Prestamos pouca atenção ao que se diz em Davos. Naquela aldeia da Suíça confluem os maiores decisores políticos e económicos do mundo. Este ano, mais de 1.500 aviões privados voaram até lá, entre outras coisas, para ouvir Sir David Attenborough falar de alterações climatéricas. Maior incoerência é difícil.
Mas, o tema da automação do trabalho, dos progressos feitos em Inteligência Artificial e da digitalização da atividade económica são, hoje em dia, a tela de fundo contra a qual todos os debates se desenrolam. E começam a emergir algumas verdades.
A primeira é que os ganhos de produtividade que decorrem da aplicação destas tecnologias são, na sua quase totalidade, arrecadados pelos detentores do capital. Segundo o Economic Policy Institute, um think tank norte-americano, entre 1948 e 1983, os ganhos de produtividade e os aumentos salariais evoluíram a par e passo. Desde esse ano, porém, e até 2017 a produtividade aumentou 143% mas os salários cresceram uns meros… 14%.
A segunda e ineludível verdade é que, enquanto o discurso público em Davos é de tentar evitar o desaparecimento do trabalho por via da automação e da Inteligência Artificial, e mesmo desenvolver sistemas “centrados no homem” providenciando redes de segurança para todos, a verdade, dizia, é que, na atividade diária de uma empresa é impossível deter a corrida desenfreada de redução da presença humana em favor de um sistema, de um robô, de um software.
Se assim não o fizer, o nosso “Davos Man” perde o direito ao avião privado que aqui o trouxe. Já passear pela Davos Promenade e infiltrar-se nas conversas de consultoras e consultados revela que, em privado, o “nirvana” do mundo dos negócios são as “lights-out factories” (fábricas sem luz, onde apenas operam máquinas), o machine learning de auto-aprendizagem, a automação absoluta de todas as atividades conhecidas pelo homem, incluindo as chamadas atividades de alto envolvimento emocional, como o cuidado de idosos (incrivelmente uma experiência no Japão parece apontar para o êxito dos robôs de companhia…) ou mesmo artísticas e criativas, como a composição musical e a pintura.

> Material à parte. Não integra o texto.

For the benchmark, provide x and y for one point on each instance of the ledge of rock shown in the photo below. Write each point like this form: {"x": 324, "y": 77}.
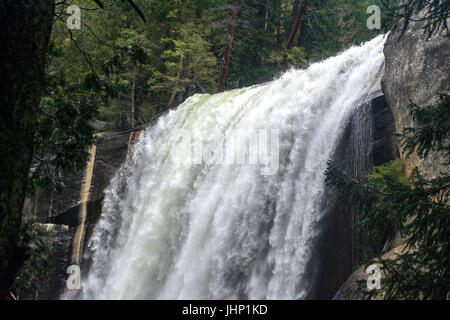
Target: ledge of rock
{"x": 417, "y": 70}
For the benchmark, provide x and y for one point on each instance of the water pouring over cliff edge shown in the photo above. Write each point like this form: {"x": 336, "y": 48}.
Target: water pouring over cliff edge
{"x": 202, "y": 231}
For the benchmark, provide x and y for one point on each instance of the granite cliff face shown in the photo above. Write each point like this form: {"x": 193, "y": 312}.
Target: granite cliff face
{"x": 416, "y": 70}
{"x": 66, "y": 220}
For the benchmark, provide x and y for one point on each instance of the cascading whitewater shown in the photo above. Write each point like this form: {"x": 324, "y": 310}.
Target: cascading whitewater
{"x": 174, "y": 230}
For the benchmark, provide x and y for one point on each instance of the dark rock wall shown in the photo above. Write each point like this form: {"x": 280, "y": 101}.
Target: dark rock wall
{"x": 61, "y": 212}
{"x": 417, "y": 69}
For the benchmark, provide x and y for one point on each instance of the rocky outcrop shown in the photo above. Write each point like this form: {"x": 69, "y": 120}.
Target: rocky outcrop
{"x": 417, "y": 70}
{"x": 367, "y": 140}
{"x": 62, "y": 212}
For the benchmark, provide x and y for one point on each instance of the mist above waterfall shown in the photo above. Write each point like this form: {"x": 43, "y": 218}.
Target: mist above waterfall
{"x": 183, "y": 230}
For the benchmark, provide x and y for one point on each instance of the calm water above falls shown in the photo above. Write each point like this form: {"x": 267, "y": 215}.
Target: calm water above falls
{"x": 170, "y": 230}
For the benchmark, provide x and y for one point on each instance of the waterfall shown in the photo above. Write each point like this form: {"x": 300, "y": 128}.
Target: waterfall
{"x": 205, "y": 230}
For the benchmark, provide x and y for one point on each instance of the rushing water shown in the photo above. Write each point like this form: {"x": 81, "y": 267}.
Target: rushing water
{"x": 174, "y": 230}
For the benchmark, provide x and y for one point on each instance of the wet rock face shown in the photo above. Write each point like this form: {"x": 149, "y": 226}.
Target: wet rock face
{"x": 417, "y": 70}
{"x": 62, "y": 211}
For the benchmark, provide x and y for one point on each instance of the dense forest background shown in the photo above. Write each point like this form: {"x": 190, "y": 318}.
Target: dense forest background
{"x": 123, "y": 72}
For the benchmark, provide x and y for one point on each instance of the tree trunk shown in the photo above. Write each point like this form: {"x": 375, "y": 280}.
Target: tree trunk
{"x": 228, "y": 46}
{"x": 26, "y": 28}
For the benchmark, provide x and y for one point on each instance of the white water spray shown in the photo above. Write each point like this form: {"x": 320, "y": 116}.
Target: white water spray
{"x": 205, "y": 231}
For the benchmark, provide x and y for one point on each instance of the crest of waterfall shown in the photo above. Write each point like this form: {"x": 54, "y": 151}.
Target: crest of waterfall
{"x": 174, "y": 230}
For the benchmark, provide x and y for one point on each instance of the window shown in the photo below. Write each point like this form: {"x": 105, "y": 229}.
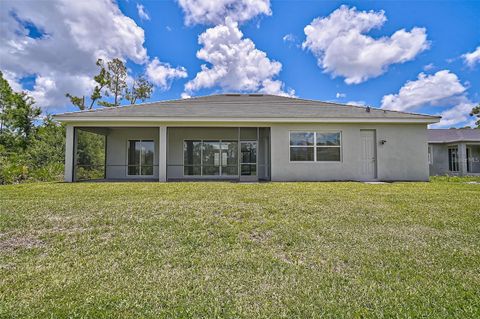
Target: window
{"x": 453, "y": 159}
{"x": 140, "y": 157}
{"x": 315, "y": 146}
{"x": 192, "y": 158}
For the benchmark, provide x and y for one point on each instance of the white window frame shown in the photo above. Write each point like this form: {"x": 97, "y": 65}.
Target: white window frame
{"x": 154, "y": 157}
{"x": 315, "y": 146}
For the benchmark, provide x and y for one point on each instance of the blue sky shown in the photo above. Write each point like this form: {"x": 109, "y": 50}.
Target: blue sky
{"x": 452, "y": 30}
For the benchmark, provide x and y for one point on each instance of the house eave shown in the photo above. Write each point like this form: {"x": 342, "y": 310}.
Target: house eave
{"x": 73, "y": 120}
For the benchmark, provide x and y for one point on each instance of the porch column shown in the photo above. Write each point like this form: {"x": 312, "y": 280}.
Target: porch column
{"x": 462, "y": 159}
{"x": 162, "y": 154}
{"x": 69, "y": 153}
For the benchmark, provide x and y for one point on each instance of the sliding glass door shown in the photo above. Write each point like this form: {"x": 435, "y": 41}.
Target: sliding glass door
{"x": 210, "y": 158}
{"x": 248, "y": 164}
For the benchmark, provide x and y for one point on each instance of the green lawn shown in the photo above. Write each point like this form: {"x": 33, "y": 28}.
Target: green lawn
{"x": 191, "y": 250}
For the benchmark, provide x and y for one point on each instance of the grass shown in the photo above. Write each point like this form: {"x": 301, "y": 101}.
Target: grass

Tudo isto resultará no desaparecimento maciço de empregos à escala global, de forma tal que, no mínimo, a geração de transição amargará o desaparecimento do seu trabalho sem capacidade para se readaptar em tempo útil às novas realidades. Mohit Joshi, o presidente da gigante indiana Infosys afirma, com algum pudor: “Antigamente as pessoas pediam ganhos de produtividade de 5% ou 10%. Hoje fala-se abertamente em desempenhar todo um ciclo de produção com apenas 1% das pessoas.”
Toda uma linguagem existe hoje para escudar os acionistas e os gestores da realidade. As tarefas não desaparecem, são “digitalizadas”. As pessoas deixam de “desempenhar tarefas repetitivas”. Na realidade, são dispensadas. Os radiologistas não são tornados inúteis. São “pivotados” para outras especialidades.
Quem ouve o Terry Gou, Chairman da Foxconn, que não está tolhido pelos nossos valores ocidentais, fica de coração gelado: o plano é eliminar 80% dos postos de trabalho nos próximos 5 a 10 anos. Como emprega um milhão de pessoas, é fácil fazer as contas.
Se têm dúvidas sobre o que aí vem, vão a Davos. É o próprio World Economic Forum que prevê que 1.370.000.000 pessoas perderão o seu emprego na próxima década. E que apenas um em cada quatro reencontrarão trabalho.
Da próxima vez que ouvir falar da indústria 4.0, já sabe do que se trata. É a mesma que garante que 1% das pessoas detenham hoje 50% da riqueza mundial. E que esse 1% detenha mais de 65% dentro de dez anos. Davos dixit.